New York State has remained one of the frontrunners in spearheading the world’s great need to embrace green energy excellence. This time around, the state collaborates with Plug Power Inc (NASDAQ:PLUG), a move that will see the company expand its green hydrogen footprint. Reports indicate the business’ plan and dedication to setting up a hydrogen production plant in the New York Science, Technology and Advanced Manufacturing Park (STAMP). It also discloses its plan to build an electric substation in the same location as part of its business advancement.

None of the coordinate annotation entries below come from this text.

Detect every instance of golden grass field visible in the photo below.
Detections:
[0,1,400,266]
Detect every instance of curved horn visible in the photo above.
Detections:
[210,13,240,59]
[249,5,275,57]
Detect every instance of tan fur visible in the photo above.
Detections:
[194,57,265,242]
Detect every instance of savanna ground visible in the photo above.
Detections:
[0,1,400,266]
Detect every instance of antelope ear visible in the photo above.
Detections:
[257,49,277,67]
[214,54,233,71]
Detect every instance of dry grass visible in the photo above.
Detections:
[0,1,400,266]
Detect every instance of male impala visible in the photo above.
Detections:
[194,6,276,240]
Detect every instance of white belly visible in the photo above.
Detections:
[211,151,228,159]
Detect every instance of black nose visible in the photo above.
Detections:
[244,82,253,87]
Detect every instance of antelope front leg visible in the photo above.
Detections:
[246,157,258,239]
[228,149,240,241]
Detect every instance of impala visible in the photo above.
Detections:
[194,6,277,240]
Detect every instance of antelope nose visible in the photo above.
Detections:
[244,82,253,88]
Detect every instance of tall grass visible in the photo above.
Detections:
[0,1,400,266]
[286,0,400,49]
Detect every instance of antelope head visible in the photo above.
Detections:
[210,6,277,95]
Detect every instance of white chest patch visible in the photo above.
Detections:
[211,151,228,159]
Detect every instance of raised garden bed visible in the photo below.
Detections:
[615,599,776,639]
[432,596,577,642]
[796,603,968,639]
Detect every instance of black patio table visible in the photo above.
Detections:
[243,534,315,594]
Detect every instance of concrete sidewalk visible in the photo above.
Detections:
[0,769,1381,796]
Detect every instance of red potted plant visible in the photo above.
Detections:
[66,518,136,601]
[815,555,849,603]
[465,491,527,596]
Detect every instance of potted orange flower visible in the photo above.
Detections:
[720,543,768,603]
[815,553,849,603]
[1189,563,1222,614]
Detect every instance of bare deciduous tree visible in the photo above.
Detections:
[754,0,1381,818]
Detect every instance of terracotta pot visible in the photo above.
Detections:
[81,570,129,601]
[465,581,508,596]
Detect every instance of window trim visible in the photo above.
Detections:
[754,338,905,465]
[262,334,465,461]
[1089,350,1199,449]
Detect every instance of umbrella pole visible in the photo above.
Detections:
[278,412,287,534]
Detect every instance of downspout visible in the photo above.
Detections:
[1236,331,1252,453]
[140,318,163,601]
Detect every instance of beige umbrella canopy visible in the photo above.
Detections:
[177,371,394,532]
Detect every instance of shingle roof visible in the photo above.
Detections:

Analysts describe the facility as the biggest one in America, considering all the country’s green hydrogen production facilities. The plan is to have the plant generate 45 metric tons of green liquid hydrogen every day to serve the Northeast region. It will utilize about 120 MW of Plug’s PEM electrolyzers in hydrogen generation, employing the clean New York hydropower.
The latest development follows an earlier one that involved the set up of the Tennessee plant. If all goes according to plan, the facility might have the capacity to generate about 500 tons of green hydrogen every day before 2025.
Marsh speaks out
The CEO for Plug Power, Andy Marsh, says he intends to lead the company in its efforts and dedication to set up the green hydrogen economy. Marsh applauds his home state of New York for the significant role it has been playing in supporting the clean energy initiative. The leader sees his company’s green hydrogen solutions as a great addition to positive change in environmental preservation. He also thinks of their dedication to the deal as one of the best ways to support changes in the state’s economic climates. He appreciates all the company’s partners and the elected officials for the leadership roles towards helping the company reach its set goals.
U.S. Senator Charles Schumer is pleased and encourages the continued collaboration. H applauds the company for setting up the green hydrogen production facility, which he believes can generate about 60 new good-paying green-energy jobs. He also sees the move as a way to expand or grow the Western New York economy.